Participants are invited to develop machine learning models that can generalize across these diverse contexts and temporal stages. Submissions will be evaluated on standard classification metrics (e.g. F1-score) with consideration for real-world deployment constraints. This challenge is a step toward developing robust error detection and prevention systems that can operate in the variable conditions of real-world human-robot collaboration.
Registration opening: March 15, 2026
Training and development sets available: March 15, 2026
Baseline code and evaluation scripts available: May 1, 2026
Test sets available: June 1, 2026
Final code and results submission: June 8, 2026
Paper submission deadline: June 15, 2026
Notification of acceptance: July 8, 2026
Camera-ready paper: August 2, 2026 (hard deadline)
Challenge day: October 5, 2026
The ERR@HRI 3.0 Challenge will consist of three sub-challenges:
Track 1: Bystander Reaction Detection (BAD Dataset). Binary classification of whether the participant is observing a failure (vs. control scenario).
Track 2: Anticipatory Response Prediction (Bad Idea Dataset). Binary classification of participants’ predicted outcome (well/poorly) from their anticipatory behavior.
Cross-Dataset Generalization (Optional). Participants are encouraged to explore transfer learning and generalization across datasets, e.g. train on BAD dataset and test on Bad Idea dataset.
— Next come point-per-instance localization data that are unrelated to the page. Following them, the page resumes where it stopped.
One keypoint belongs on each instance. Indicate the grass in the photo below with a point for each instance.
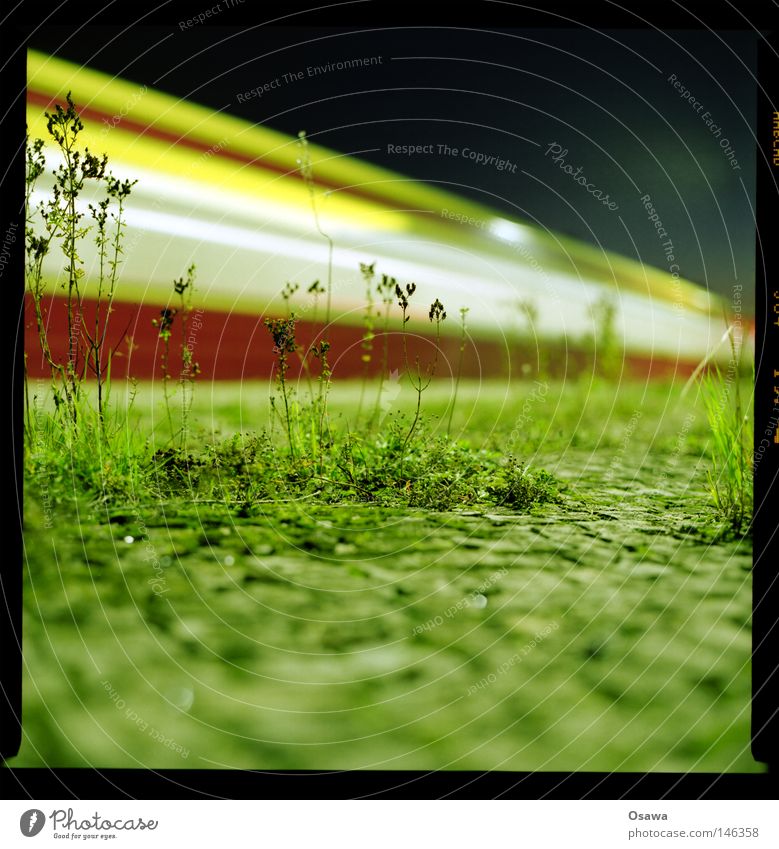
(730, 477)
(289, 578)
(102, 451)
(355, 634)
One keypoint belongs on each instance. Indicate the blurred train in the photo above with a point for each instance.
(230, 197)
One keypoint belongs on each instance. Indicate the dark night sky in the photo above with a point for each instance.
(603, 96)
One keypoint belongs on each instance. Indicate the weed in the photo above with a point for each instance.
(730, 478)
(398, 462)
(460, 356)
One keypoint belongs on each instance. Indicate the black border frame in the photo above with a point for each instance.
(117, 784)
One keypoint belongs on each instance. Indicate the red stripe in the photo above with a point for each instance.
(233, 346)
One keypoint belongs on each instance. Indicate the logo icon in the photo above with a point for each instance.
(31, 822)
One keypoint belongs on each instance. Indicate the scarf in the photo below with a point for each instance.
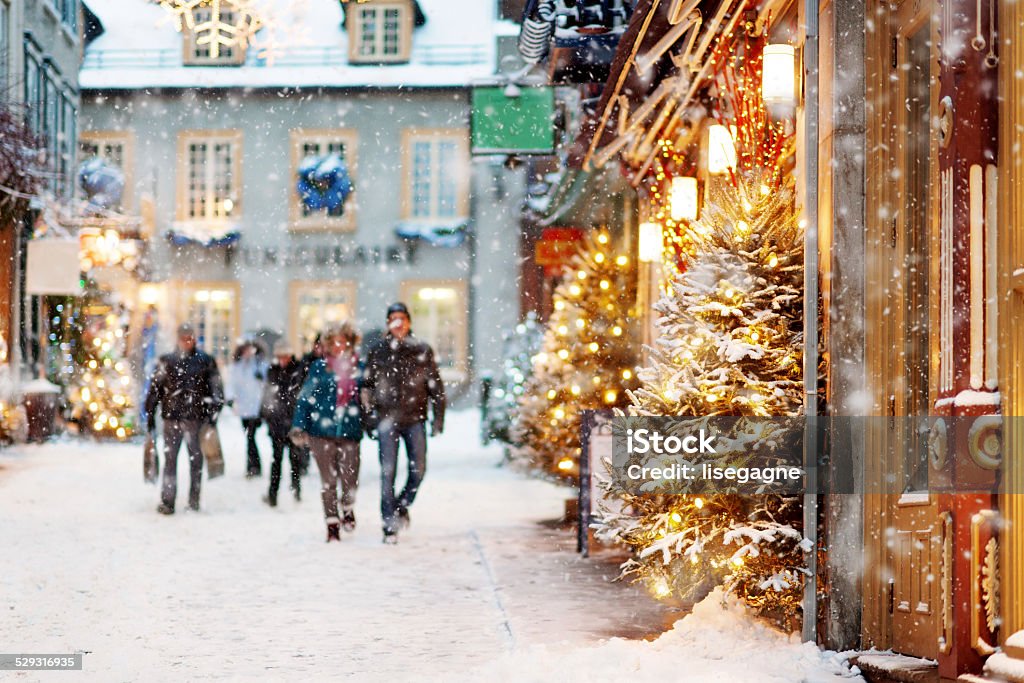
(343, 368)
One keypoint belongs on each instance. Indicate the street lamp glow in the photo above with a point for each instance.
(778, 79)
(651, 243)
(683, 199)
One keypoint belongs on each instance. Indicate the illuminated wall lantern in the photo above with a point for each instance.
(778, 82)
(721, 150)
(683, 199)
(651, 243)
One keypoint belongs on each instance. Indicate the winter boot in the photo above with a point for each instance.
(348, 520)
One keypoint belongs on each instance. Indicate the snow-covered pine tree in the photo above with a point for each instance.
(587, 358)
(730, 343)
(521, 344)
(100, 389)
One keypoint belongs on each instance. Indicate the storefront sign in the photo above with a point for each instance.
(556, 248)
(337, 255)
(513, 120)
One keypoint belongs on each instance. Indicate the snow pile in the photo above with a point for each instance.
(720, 640)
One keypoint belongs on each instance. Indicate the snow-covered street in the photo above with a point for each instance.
(241, 591)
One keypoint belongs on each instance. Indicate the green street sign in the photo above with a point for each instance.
(517, 125)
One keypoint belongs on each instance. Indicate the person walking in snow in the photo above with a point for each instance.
(186, 386)
(401, 382)
(328, 419)
(245, 390)
(305, 363)
(284, 379)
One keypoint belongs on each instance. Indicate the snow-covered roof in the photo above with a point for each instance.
(304, 44)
Information about the dataset can be found at this page. Training and development sets to be made public on March 15th.
TBA
Participants should use the training and validation set to develop their detection models, and submit the final models via email to errathri@gmail.com and mb2554@cornell.edu (in Cc). The final results will be evaluated by organizers on the test set. All participants will be ranked based on the results on the test set. Please look at this page for more details.
The challenge participants will be invited to submit a workshop-style paper describing their ML solutions and results on the dataset -- these will be peer-reviewed and once accepted, will appear in the 28th ACM International Conference on Multimodal Interaction Challenge/Workshop Proceedings. The format of the paper follows the same requirements as the main conference of the ACM ICMI 2026.
We will invite the top-3 performing teams to submit a paper. Instructions about the paper submission system will be announced soon.
TBA
The second edition (ERR@HRI2.0) of this challenge was organised in conjunction with the ACM International Conference on Multimedia 2025 (ACMMM) in Dublin, Ireland. The corresponding website can be found here.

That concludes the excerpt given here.